Somut olayda, davacı taraf murisleri adına düzenlenmiş 2 adet Y. Gıda Sanayi ve Ticaret A.Ş Hisse Devir ve Kabul Sözleşmesi, 3 adet Y. Yozgat İhtiyaç Maddeleri Pazarlama ve Tic. A.Ş. Hisse Senedi, 1 adet Y. Holding A.Ş. Hisse Devir ve Kabul Sözleşmesi ile 2 adet Y. Holding A.Ş’ye ait İştirak Taahütnamesine dayanarak istirdat isteminde bulunulmuş, mahkemece, sadece Y. Holding A.Ş’ye ait 2 adet İştirak Taahütnamesinin davalı şirket kayıtlarında bulunmaması nedeniyle söz konusu iştirak taahütnemeleri nedeniyle ödenen paranın iadesi istenebileceği, aynı şirkete ait Hisse Devir Sözleşmesinde dava dışı hissedar ile hisse devir sözleşmesi yapıldığı, devrin şirket tarafından benimseninmeyip pay defterine kaydedilmediği, diğer Hisse Devir sözleşmeleri yönünden ise ortaklığın pay kazanımını benimseyerek karar gereğini yerine getirdiği gerekçesiyle, sadece Yimpaş Holding İştirak Taahütnamesine ilişkin talebin kabulüne diğer talepler yönünden davanın reddine karar verilmiştir. Emsal dosyalarda da belirtildiği üzere somut olayda öncelikle davacı murisinin sahih bir şekilde davalı şirketlere ortak olup olmadığının belirlenmesi gerektiğinden mahkemece bilirkişi kuruluna davalıların tüm ticari defter ve kayıtları ve ayrıca hisse devir tarihlerinden dava tarihine kadar davalı şirketlerin yapmış olduğu genel kurullara ait tutanaklar ve hazirun cetvelleri incelettirilmek suretiyle davacı murisine verilen hisse senetlerinin bir değerinin bulunup bulunmadığı, bu hisselerin davalı şirketlerin sermayesinde temsil edilip edilmediği, davacı murisinin hisse devir aldığı şirketlerin devir tarihi itibariyle davalı şirketlerde ortak olup olmadığı, genel kurullarda sermayenin ne şekilde temsil edildiği hususlarının yeterince ve denetime elverişli bir şekilde açıklığa kavuşturulması gerektiği açıktır. Bu bağlamda mahkemece davacı murisinin hisse devraldığı şirketlerin paylarının davalı şirketin sermayesi içinde temsil edilip edilmediği, hisse devreden kişi ve şirketlerin devir tarihi itibariyle hisselerini devrettiği şirketin ortağı olup olmadığı yeterince incelenmediği gibi, davalı şirketlerin sicil dosyaları tümü ile dosyaya ibraz edilmediğinden belirtilen hususun denetimi de yapılamamıştır.
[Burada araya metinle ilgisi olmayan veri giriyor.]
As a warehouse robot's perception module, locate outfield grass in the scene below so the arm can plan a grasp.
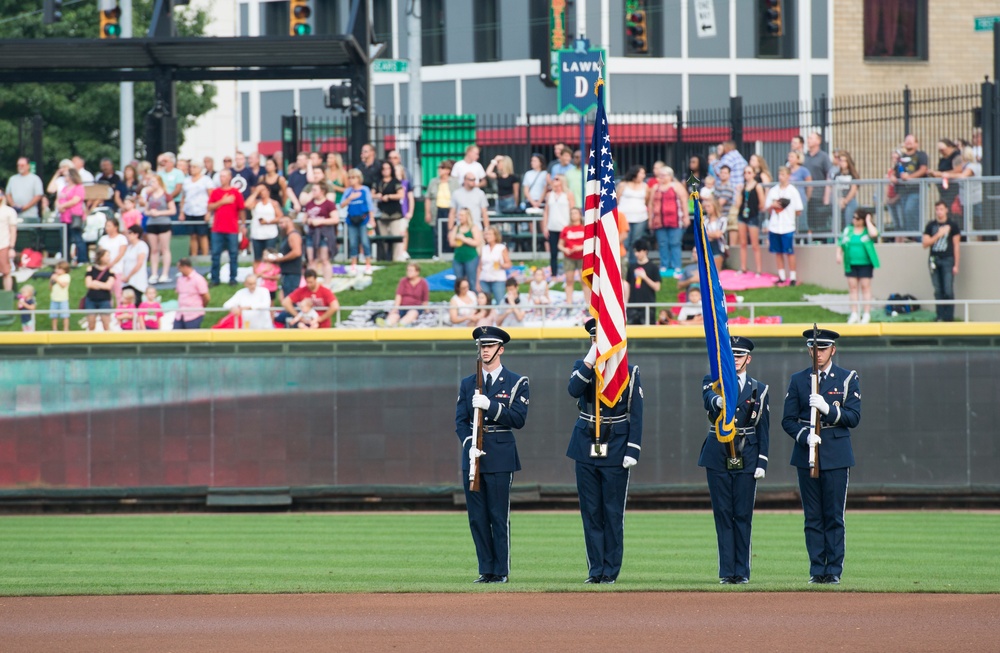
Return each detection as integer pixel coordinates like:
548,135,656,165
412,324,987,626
0,511,1000,595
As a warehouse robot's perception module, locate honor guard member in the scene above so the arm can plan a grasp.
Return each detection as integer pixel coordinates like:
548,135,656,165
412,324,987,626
781,329,861,585
698,336,771,585
566,319,642,583
455,326,528,583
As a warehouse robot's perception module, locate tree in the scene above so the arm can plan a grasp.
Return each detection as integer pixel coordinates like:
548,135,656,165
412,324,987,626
0,0,215,181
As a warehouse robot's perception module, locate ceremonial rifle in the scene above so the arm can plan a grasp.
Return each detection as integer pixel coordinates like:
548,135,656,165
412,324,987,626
809,322,823,478
469,353,484,492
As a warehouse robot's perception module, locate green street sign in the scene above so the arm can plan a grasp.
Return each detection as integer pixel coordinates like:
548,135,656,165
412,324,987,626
372,59,410,73
973,16,1000,32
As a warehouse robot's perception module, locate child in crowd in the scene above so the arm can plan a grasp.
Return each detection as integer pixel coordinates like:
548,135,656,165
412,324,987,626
49,261,72,331
115,288,142,331
17,284,35,332
286,297,319,329
253,248,281,301
138,286,163,331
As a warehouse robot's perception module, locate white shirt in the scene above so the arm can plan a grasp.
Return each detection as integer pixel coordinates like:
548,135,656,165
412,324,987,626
222,283,274,329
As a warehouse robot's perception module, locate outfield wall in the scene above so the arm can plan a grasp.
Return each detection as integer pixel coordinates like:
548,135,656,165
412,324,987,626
0,325,1000,500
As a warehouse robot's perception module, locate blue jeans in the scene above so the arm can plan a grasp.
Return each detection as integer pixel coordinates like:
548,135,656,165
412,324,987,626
347,218,372,261
211,231,240,283
656,227,684,271
451,256,482,290
930,256,955,322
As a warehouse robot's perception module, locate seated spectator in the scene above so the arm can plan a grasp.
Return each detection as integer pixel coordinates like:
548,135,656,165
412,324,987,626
275,270,340,329
222,274,274,329
385,263,431,326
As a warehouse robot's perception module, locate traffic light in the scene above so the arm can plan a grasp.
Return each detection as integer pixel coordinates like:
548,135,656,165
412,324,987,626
100,2,122,39
288,0,312,36
42,0,62,25
763,0,785,37
625,0,649,57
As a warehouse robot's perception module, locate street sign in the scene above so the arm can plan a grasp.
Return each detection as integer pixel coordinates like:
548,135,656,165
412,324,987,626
559,39,608,114
973,16,1000,32
694,0,715,39
372,59,410,73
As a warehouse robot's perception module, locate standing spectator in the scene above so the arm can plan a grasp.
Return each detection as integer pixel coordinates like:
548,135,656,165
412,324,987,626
623,239,661,324
300,184,340,286
451,145,486,187
356,143,382,189
542,174,576,277
486,155,521,213
0,197,18,290
837,209,879,324
7,156,44,223
222,273,274,329
177,161,215,256
764,166,802,286
84,248,115,331
245,184,282,263
56,167,90,265
923,200,962,322
385,263,431,326
278,266,340,329
424,159,462,252
448,209,483,288
521,152,549,210
736,166,764,277
270,215,304,297
206,170,246,286
49,261,73,331
648,166,688,278
120,224,149,297
618,166,662,265
896,134,927,231
340,168,373,275
834,150,861,225
802,132,833,234
476,227,511,300
560,206,590,306
144,175,177,285
372,161,406,261
448,171,490,231
174,258,209,331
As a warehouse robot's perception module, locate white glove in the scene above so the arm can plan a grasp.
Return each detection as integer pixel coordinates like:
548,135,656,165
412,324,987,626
809,394,830,415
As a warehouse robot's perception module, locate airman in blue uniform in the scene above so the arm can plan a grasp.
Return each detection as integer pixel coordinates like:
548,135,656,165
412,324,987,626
566,319,642,584
781,329,861,585
698,336,771,585
455,326,528,583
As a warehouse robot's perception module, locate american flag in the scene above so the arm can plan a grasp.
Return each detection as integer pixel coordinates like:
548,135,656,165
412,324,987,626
583,79,629,406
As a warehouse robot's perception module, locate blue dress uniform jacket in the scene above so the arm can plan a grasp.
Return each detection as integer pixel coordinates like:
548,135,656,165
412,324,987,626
455,367,528,576
566,360,643,582
698,375,771,580
781,365,861,579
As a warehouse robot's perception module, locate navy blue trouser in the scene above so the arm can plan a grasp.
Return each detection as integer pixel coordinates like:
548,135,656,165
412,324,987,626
705,469,757,578
798,467,851,576
576,462,629,578
462,472,514,576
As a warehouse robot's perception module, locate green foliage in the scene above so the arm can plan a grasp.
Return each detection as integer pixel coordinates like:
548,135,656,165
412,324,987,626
0,510,1000,596
0,0,215,181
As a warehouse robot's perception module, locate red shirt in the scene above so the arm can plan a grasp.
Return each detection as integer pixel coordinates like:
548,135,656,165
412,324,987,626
288,285,337,329
208,187,243,234
559,224,587,261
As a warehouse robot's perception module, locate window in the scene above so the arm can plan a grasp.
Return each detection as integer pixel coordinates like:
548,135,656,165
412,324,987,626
472,0,500,62
420,0,445,66
864,0,927,61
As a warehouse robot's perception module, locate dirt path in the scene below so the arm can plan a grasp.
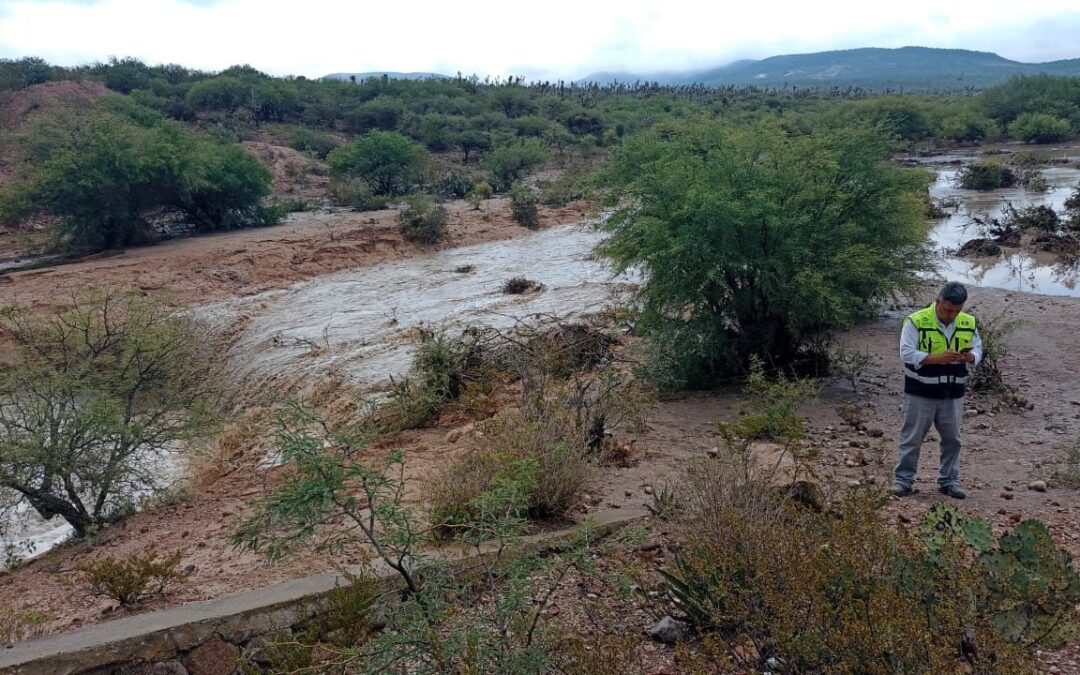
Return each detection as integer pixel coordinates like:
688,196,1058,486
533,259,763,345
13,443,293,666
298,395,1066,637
0,199,588,306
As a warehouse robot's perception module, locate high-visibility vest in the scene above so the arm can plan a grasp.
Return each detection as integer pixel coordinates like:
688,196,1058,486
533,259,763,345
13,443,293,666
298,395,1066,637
904,305,975,399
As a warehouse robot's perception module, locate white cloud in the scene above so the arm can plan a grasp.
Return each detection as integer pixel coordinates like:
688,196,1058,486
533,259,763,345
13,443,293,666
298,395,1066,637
0,0,1080,77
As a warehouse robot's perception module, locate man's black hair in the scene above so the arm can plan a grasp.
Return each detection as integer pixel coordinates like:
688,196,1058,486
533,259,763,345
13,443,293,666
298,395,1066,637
937,281,968,305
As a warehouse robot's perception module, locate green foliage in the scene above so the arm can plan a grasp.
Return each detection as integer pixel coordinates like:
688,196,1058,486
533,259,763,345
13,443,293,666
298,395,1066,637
0,294,219,536
428,401,589,534
510,183,540,230
484,138,549,192
399,194,446,245
0,605,53,645
978,73,1080,127
343,96,405,134
330,180,392,211
502,276,540,295
432,166,473,199
662,483,1032,674
1009,112,1070,143
734,361,818,441
2,104,275,251
0,56,54,92
939,110,999,143
187,76,251,112
288,126,341,160
382,330,488,431
326,131,424,195
540,174,589,207
970,314,1027,407
78,551,184,607
237,404,590,675
958,160,1020,190
600,122,927,388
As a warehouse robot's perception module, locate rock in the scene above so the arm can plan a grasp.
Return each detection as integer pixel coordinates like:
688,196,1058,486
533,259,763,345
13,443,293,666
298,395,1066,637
446,424,473,445
118,660,188,675
184,637,240,675
956,238,1001,258
649,617,686,645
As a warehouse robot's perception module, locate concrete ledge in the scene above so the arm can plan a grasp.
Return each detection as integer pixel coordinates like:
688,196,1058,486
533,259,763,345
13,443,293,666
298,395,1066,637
0,510,646,675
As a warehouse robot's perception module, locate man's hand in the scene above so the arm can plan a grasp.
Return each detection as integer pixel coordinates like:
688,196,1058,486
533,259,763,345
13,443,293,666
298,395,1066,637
922,350,975,366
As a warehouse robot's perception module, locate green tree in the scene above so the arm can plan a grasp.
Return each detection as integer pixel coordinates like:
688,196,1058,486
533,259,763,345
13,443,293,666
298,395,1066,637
0,56,53,92
326,132,424,194
0,104,275,251
0,294,217,535
1009,112,1070,143
187,76,252,112
485,138,551,192
600,122,928,388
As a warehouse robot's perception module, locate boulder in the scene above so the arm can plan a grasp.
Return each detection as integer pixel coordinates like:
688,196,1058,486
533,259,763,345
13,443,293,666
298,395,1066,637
184,637,240,675
649,617,687,645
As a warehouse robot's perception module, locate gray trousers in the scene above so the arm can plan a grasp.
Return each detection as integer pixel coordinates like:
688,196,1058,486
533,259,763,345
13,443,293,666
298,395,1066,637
893,394,963,487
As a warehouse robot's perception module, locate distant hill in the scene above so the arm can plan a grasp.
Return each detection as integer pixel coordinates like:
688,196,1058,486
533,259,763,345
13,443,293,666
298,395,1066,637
323,71,449,82
582,46,1080,91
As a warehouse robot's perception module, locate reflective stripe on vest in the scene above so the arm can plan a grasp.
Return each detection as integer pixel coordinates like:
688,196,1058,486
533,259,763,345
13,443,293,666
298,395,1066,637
904,305,975,399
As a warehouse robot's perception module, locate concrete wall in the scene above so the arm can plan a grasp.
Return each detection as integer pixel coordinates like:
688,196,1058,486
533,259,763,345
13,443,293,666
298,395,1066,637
0,510,644,675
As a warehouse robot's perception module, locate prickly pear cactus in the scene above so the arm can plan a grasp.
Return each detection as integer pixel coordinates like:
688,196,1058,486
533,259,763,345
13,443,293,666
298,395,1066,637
919,501,994,554
975,521,1080,649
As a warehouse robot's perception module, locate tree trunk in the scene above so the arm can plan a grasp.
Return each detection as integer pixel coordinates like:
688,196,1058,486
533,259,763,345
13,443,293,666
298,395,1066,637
12,486,90,537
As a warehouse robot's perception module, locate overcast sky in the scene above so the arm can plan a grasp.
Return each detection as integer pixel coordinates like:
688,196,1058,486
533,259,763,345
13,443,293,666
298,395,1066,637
0,0,1080,78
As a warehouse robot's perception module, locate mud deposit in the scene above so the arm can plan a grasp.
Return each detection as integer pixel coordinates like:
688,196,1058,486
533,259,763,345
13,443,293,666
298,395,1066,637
923,147,1080,297
202,224,627,393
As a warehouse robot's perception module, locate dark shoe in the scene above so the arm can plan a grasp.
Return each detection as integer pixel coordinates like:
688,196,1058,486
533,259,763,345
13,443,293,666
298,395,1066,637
937,485,968,499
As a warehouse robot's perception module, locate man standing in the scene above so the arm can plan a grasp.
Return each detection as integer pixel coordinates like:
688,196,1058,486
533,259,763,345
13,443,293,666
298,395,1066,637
892,282,983,499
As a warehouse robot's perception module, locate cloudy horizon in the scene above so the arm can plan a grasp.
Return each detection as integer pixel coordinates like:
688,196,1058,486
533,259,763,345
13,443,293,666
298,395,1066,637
0,0,1080,79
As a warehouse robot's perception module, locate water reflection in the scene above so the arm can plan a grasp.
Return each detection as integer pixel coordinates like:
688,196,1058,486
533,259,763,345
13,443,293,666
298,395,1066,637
926,155,1080,296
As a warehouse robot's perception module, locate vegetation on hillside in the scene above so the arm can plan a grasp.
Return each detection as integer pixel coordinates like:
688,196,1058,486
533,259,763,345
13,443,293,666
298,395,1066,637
602,122,927,389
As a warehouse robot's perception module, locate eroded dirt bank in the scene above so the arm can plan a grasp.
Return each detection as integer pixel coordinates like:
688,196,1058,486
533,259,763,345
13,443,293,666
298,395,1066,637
0,278,1080,652
0,199,588,306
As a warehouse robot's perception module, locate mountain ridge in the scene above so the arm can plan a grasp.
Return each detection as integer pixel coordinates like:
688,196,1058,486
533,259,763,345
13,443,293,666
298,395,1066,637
578,46,1080,90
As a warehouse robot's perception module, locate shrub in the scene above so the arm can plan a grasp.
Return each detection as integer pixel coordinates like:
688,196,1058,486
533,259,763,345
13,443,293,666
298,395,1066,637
288,126,341,160
434,166,473,199
599,121,927,388
484,138,549,192
78,551,184,607
1009,112,1070,143
326,132,424,195
957,160,1020,190
3,104,276,251
0,605,53,645
540,176,585,206
502,276,541,295
473,180,495,199
971,314,1027,406
664,481,1041,673
329,180,391,211
0,293,219,536
428,401,589,532
382,330,494,431
510,183,540,230
399,194,446,245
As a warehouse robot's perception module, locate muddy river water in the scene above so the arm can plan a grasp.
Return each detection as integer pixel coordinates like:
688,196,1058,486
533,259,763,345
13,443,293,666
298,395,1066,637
0,148,1080,553
922,147,1080,296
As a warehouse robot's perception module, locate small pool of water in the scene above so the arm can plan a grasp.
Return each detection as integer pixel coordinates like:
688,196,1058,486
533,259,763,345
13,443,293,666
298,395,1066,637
927,148,1080,296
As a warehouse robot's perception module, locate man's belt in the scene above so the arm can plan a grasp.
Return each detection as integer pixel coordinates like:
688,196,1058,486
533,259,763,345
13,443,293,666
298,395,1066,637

Nitekim Dairemizden geçen emsal dosyalarda, bu kapsamda alınan son bilirkişi kurulu raporlarında şirket muhasebe kayıtlarında davacının pay sahibi olduğuna ilişkin bir kayda rastlanılmadığı, defterlerin mevcut durumu nazara alındığında pay sahipliği durumunun şirket kayıtlarından tespit edilemeyeceği belirlenmiştir.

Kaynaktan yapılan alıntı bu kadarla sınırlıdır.